Stop-motion decay, dust and dread. A puppet animation of Bruno Schulz's story, all rusted screws, tarnished mirrors and obsolete machinery moving with autonomous menace.
Why the Bureau files it. The Quay Brothers build a world of decay made animate: dust, tarnish, rusted screws and dead machinery that twitches into motion on its own. The texture is the dark-ambient and death-industrial texture rendered as object, the same aesthetic of corrosion the tradition works in sound, here given physical form in puppet, glass and metal. The film is short, roughly twenty minutes, and almost wordless, carried by atmosphere and the unease of objects with their own intent.
Drawn from Bruno Schulz's story, the animation moves with a logic closer to ritual than to narrative: screws unscrew themselves, a figure is led through a derelict arcade, machinery performs functions no longer attached to any purpose. Leszek Jankowski's score is original rather than industrial, so the link is one of sensibility, the obsolete machine as a thing of dread, the abandoned and the decayed as the proper subject.
The Quays stand entirely outside the tradition's personnel, but few works in any medium match the death-industrial and dark-ambient imagination as closely in feel. The Bureau files Street of Crocodiles as the influenced field's purest statement of decay-as-subject, machinery and dust filmed as if they carried their own menace.

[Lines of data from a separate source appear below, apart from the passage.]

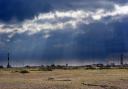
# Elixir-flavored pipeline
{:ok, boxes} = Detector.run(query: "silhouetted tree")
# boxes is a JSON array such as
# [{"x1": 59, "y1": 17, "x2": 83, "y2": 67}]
[
  {"x1": 0, "y1": 65, "x2": 4, "y2": 68},
  {"x1": 51, "y1": 64, "x2": 56, "y2": 69}
]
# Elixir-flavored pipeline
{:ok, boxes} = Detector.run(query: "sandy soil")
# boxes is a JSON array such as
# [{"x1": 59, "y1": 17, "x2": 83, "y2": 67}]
[{"x1": 0, "y1": 69, "x2": 128, "y2": 89}]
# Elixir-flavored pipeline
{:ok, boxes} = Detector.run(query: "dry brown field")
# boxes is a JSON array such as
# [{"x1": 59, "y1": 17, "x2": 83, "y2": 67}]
[{"x1": 0, "y1": 69, "x2": 128, "y2": 89}]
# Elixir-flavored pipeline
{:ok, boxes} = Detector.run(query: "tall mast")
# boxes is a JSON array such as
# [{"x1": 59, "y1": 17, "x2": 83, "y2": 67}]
[
  {"x1": 7, "y1": 52, "x2": 11, "y2": 68},
  {"x1": 120, "y1": 53, "x2": 124, "y2": 65}
]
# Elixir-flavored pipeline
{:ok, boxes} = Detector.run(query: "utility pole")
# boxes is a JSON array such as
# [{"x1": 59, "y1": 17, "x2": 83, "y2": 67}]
[
  {"x1": 7, "y1": 52, "x2": 11, "y2": 68},
  {"x1": 120, "y1": 54, "x2": 124, "y2": 66}
]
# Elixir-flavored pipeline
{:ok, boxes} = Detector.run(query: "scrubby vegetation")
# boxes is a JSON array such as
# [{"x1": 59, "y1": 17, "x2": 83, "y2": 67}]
[
  {"x1": 20, "y1": 70, "x2": 29, "y2": 73},
  {"x1": 0, "y1": 65, "x2": 4, "y2": 68}
]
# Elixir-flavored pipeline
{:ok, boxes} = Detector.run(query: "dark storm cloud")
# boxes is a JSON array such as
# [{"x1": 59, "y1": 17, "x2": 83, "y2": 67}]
[
  {"x1": 0, "y1": 0, "x2": 124, "y2": 23},
  {"x1": 106, "y1": 17, "x2": 128, "y2": 54},
  {"x1": 112, "y1": 0, "x2": 128, "y2": 4},
  {"x1": 0, "y1": 0, "x2": 52, "y2": 22},
  {"x1": 6, "y1": 20, "x2": 128, "y2": 64},
  {"x1": 0, "y1": 0, "x2": 128, "y2": 65}
]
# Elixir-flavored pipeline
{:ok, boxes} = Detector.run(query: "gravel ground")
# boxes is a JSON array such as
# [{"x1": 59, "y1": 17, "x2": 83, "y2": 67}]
[{"x1": 0, "y1": 69, "x2": 128, "y2": 89}]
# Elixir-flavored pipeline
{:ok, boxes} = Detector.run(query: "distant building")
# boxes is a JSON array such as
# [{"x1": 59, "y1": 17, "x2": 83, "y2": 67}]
[
  {"x1": 92, "y1": 64, "x2": 104, "y2": 68},
  {"x1": 109, "y1": 63, "x2": 115, "y2": 67}
]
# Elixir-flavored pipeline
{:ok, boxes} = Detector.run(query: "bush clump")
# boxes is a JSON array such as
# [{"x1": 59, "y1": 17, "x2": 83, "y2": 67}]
[
  {"x1": 20, "y1": 70, "x2": 29, "y2": 73},
  {"x1": 39, "y1": 67, "x2": 52, "y2": 71},
  {"x1": 39, "y1": 66, "x2": 53, "y2": 71},
  {"x1": 0, "y1": 65, "x2": 4, "y2": 68}
]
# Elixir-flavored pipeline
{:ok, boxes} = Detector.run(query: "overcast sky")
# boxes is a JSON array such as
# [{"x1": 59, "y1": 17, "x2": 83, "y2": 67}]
[{"x1": 0, "y1": 0, "x2": 128, "y2": 66}]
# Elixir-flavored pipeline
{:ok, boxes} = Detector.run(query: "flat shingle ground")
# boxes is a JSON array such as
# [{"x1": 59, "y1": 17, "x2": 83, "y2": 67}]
[{"x1": 0, "y1": 69, "x2": 128, "y2": 89}]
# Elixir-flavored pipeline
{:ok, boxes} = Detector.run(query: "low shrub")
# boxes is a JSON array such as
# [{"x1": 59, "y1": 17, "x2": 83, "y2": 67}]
[
  {"x1": 39, "y1": 67, "x2": 52, "y2": 71},
  {"x1": 0, "y1": 65, "x2": 4, "y2": 68},
  {"x1": 20, "y1": 70, "x2": 29, "y2": 73}
]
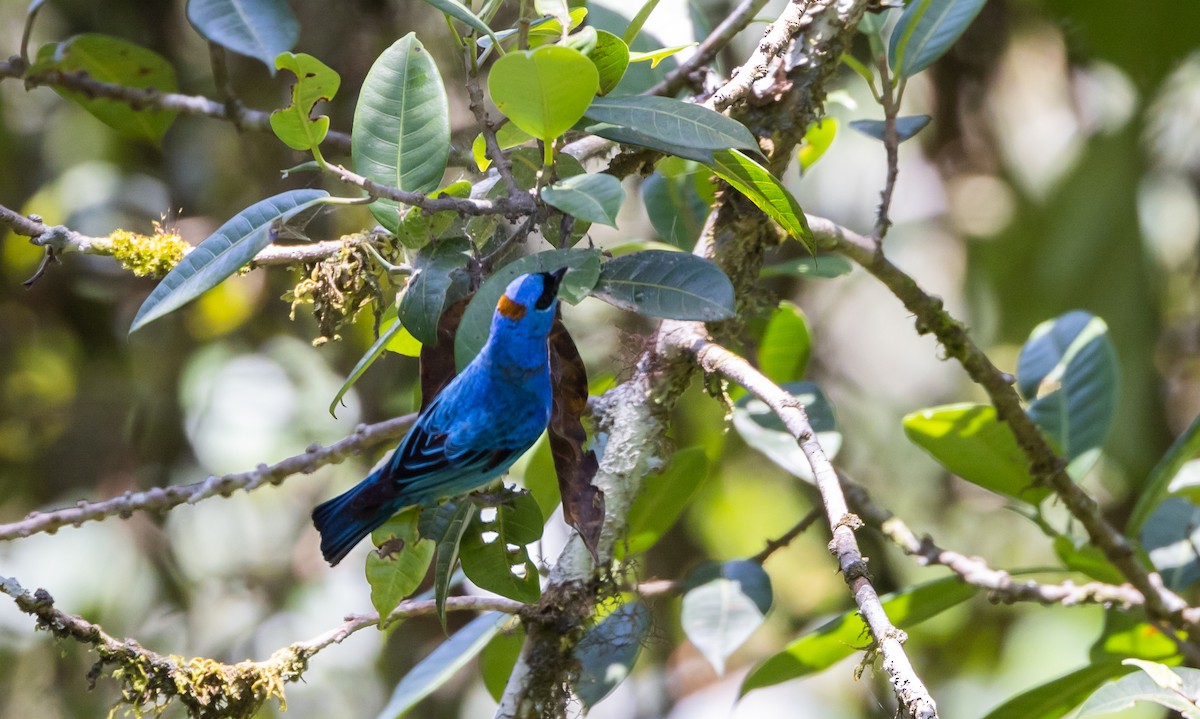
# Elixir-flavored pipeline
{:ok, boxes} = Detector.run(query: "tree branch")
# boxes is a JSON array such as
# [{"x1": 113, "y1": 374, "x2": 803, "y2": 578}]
[
  {"x1": 0, "y1": 58, "x2": 352, "y2": 153},
  {"x1": 805, "y1": 213, "x2": 1200, "y2": 661},
  {"x1": 0, "y1": 414, "x2": 415, "y2": 542},
  {"x1": 673, "y1": 332, "x2": 938, "y2": 719},
  {"x1": 646, "y1": 0, "x2": 771, "y2": 98}
]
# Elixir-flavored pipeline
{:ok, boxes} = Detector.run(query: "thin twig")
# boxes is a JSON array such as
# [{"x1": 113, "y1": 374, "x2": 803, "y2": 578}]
[
  {"x1": 749, "y1": 506, "x2": 824, "y2": 564},
  {"x1": 0, "y1": 60, "x2": 352, "y2": 153},
  {"x1": 464, "y1": 47, "x2": 522, "y2": 199},
  {"x1": 320, "y1": 162, "x2": 535, "y2": 218},
  {"x1": 0, "y1": 414, "x2": 416, "y2": 542},
  {"x1": 871, "y1": 53, "x2": 901, "y2": 244},
  {"x1": 805, "y1": 212, "x2": 1200, "y2": 662},
  {"x1": 672, "y1": 331, "x2": 938, "y2": 719},
  {"x1": 646, "y1": 0, "x2": 772, "y2": 98}
]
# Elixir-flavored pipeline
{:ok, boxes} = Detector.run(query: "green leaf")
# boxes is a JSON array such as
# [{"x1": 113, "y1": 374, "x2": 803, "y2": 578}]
[
  {"x1": 621, "y1": 0, "x2": 662, "y2": 44},
  {"x1": 417, "y1": 0, "x2": 503, "y2": 50},
  {"x1": 590, "y1": 250, "x2": 734, "y2": 321},
  {"x1": 1127, "y1": 412, "x2": 1200, "y2": 534},
  {"x1": 474, "y1": 9, "x2": 587, "y2": 57},
  {"x1": 708, "y1": 149, "x2": 813, "y2": 247},
  {"x1": 459, "y1": 492, "x2": 544, "y2": 603},
  {"x1": 1053, "y1": 535, "x2": 1125, "y2": 585},
  {"x1": 587, "y1": 30, "x2": 630, "y2": 96},
  {"x1": 393, "y1": 182, "x2": 472, "y2": 251},
  {"x1": 760, "y1": 255, "x2": 853, "y2": 279},
  {"x1": 642, "y1": 159, "x2": 710, "y2": 250},
  {"x1": 1073, "y1": 663, "x2": 1200, "y2": 719},
  {"x1": 186, "y1": 0, "x2": 298, "y2": 72},
  {"x1": 130, "y1": 189, "x2": 329, "y2": 332},
  {"x1": 979, "y1": 662, "x2": 1133, "y2": 719},
  {"x1": 798, "y1": 118, "x2": 837, "y2": 171},
  {"x1": 758, "y1": 301, "x2": 811, "y2": 385},
  {"x1": 681, "y1": 560, "x2": 772, "y2": 675},
  {"x1": 420, "y1": 500, "x2": 477, "y2": 629},
  {"x1": 582, "y1": 121, "x2": 715, "y2": 164},
  {"x1": 399, "y1": 238, "x2": 472, "y2": 346},
  {"x1": 489, "y1": 45, "x2": 599, "y2": 163},
  {"x1": 32, "y1": 34, "x2": 178, "y2": 143},
  {"x1": 366, "y1": 507, "x2": 436, "y2": 627},
  {"x1": 533, "y1": 0, "x2": 570, "y2": 36},
  {"x1": 454, "y1": 249, "x2": 601, "y2": 370},
  {"x1": 561, "y1": 26, "x2": 598, "y2": 56},
  {"x1": 584, "y1": 96, "x2": 759, "y2": 155},
  {"x1": 575, "y1": 601, "x2": 652, "y2": 708},
  {"x1": 732, "y1": 381, "x2": 841, "y2": 482},
  {"x1": 329, "y1": 308, "x2": 409, "y2": 417},
  {"x1": 374, "y1": 612, "x2": 509, "y2": 719},
  {"x1": 1017, "y1": 311, "x2": 1120, "y2": 460},
  {"x1": 480, "y1": 626, "x2": 526, "y2": 702},
  {"x1": 848, "y1": 115, "x2": 932, "y2": 142},
  {"x1": 624, "y1": 447, "x2": 709, "y2": 555},
  {"x1": 1141, "y1": 497, "x2": 1200, "y2": 590},
  {"x1": 888, "y1": 0, "x2": 987, "y2": 78},
  {"x1": 1091, "y1": 610, "x2": 1180, "y2": 663},
  {"x1": 902, "y1": 403, "x2": 1051, "y2": 503},
  {"x1": 353, "y1": 34, "x2": 451, "y2": 233},
  {"x1": 472, "y1": 122, "x2": 533, "y2": 171},
  {"x1": 629, "y1": 43, "x2": 696, "y2": 68},
  {"x1": 270, "y1": 52, "x2": 340, "y2": 152},
  {"x1": 741, "y1": 576, "x2": 977, "y2": 694},
  {"x1": 541, "y1": 173, "x2": 625, "y2": 227}
]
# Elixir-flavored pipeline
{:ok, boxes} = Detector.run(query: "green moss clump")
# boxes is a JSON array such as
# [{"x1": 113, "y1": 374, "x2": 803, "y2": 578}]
[{"x1": 106, "y1": 223, "x2": 188, "y2": 278}]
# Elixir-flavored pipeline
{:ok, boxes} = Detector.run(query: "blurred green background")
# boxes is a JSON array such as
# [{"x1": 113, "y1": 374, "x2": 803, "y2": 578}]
[{"x1": 1, "y1": 0, "x2": 1198, "y2": 717}]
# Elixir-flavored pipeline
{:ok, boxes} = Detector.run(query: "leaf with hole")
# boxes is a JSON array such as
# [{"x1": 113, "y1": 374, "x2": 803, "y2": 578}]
[
  {"x1": 489, "y1": 45, "x2": 598, "y2": 164},
  {"x1": 591, "y1": 250, "x2": 734, "y2": 321},
  {"x1": 741, "y1": 576, "x2": 977, "y2": 694},
  {"x1": 366, "y1": 507, "x2": 435, "y2": 628},
  {"x1": 888, "y1": 0, "x2": 987, "y2": 78},
  {"x1": 454, "y1": 249, "x2": 601, "y2": 369},
  {"x1": 575, "y1": 601, "x2": 652, "y2": 708},
  {"x1": 270, "y1": 52, "x2": 340, "y2": 153},
  {"x1": 732, "y1": 382, "x2": 840, "y2": 483},
  {"x1": 542, "y1": 173, "x2": 625, "y2": 227},
  {"x1": 624, "y1": 447, "x2": 709, "y2": 555},
  {"x1": 848, "y1": 115, "x2": 931, "y2": 143},
  {"x1": 682, "y1": 560, "x2": 772, "y2": 674},
  {"x1": 459, "y1": 491, "x2": 544, "y2": 603},
  {"x1": 708, "y1": 149, "x2": 813, "y2": 247},
  {"x1": 374, "y1": 612, "x2": 509, "y2": 719},
  {"x1": 1017, "y1": 311, "x2": 1119, "y2": 460},
  {"x1": 186, "y1": 0, "x2": 298, "y2": 72},
  {"x1": 32, "y1": 34, "x2": 178, "y2": 143},
  {"x1": 131, "y1": 189, "x2": 329, "y2": 332},
  {"x1": 903, "y1": 403, "x2": 1050, "y2": 503},
  {"x1": 353, "y1": 34, "x2": 451, "y2": 233},
  {"x1": 399, "y1": 238, "x2": 472, "y2": 346}
]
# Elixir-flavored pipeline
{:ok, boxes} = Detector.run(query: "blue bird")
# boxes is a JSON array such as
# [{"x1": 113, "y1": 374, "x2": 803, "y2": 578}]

This film is filed in the influenced field: cinema that shares the industrial, noise and avant-garde tradition's sensibility without being made by tradition figures. It is adjacent to the tradition, not of it. The canonical Film entries (Decoder, Halber Mensch, Pig) are tradition-internal works made by or with tradition artists; the influenced field collects the cinema that runs alongside the tradition and feeds the same imaginative reservoir.